Aromatherapy is the use of volatile plant oils for preventative care, healing and general physical
well-being. Although the term aromatherapy was not used until the 20th Century, the foundations of
Aromatherapy date back thousands of years and can be traced back through to ancient
Roman, Greek, Egyptian and Chinese cultures.
Essential oils can be used in different ways, including massage, bathing and inhalation. When
essential oils are inhaled, olfactory receptor cells are stimulated and the impulse is transmitted to the
emotional centre of the brain, or “limbic system”. The limbic system is connected to areas of the brain
linked to memory, breathing, and blood circulation, as well as the endocrine glands that regulate hormone
levels in the body. The properties of the oil, the fragrance and its effects, determine stimulation of
these systems. When used in massage, essential oils are not only inhaled, but absorbed through the skin
as well. They penetrate the tissues and find their way into the bloodstream where they are transported
to the organs and systems of the body. Different oils are thought to act on the body in different ways,
having a relaxing, energizing, calming or uplifting effect.

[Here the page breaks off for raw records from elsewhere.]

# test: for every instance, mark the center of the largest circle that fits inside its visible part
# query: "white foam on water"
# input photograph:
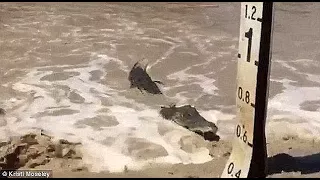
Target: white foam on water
(284, 111)
(44, 98)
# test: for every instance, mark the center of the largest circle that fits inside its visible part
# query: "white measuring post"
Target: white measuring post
(249, 153)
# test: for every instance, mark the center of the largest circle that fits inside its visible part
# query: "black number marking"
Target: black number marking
(230, 168)
(254, 11)
(245, 138)
(249, 36)
(247, 97)
(246, 11)
(240, 93)
(238, 174)
(238, 131)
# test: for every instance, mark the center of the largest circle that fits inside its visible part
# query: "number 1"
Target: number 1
(249, 36)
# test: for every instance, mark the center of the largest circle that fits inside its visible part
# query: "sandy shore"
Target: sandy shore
(288, 157)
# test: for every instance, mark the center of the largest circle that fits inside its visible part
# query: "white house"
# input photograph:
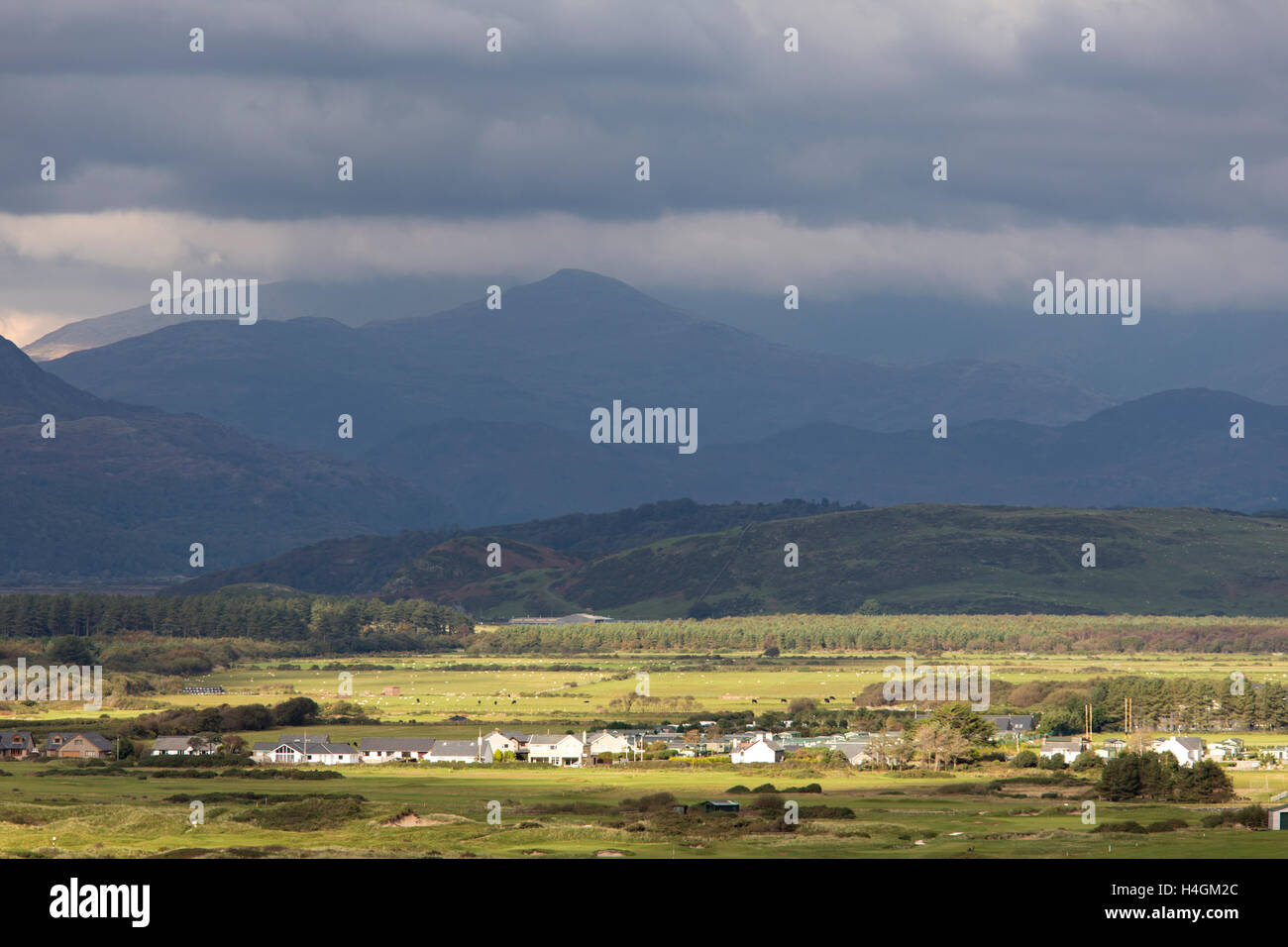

Popular because of its non-invasive nature, aromatherapy is sometimes available in maternity services and is widely used in palliative and cancer care in hospitals and hospices.
Some people also use aromatherapy just for its relaxation effects.
Therapists need to be made aware of any health problems the patient may have, particularly cardiac,
respiratory, neurological or dermatological conditions, as some essential oils have to be avoided for
people with these conditions. There is also the possibility of some essential oils interacting with
prescribed medications, so patients should check with their GP as well as informing their therapist of
any medication they are taking. Pregnant women are advised to avoid essential oils in the first 16 weeks
of pregnancy and some should not be used at all during pregnancy.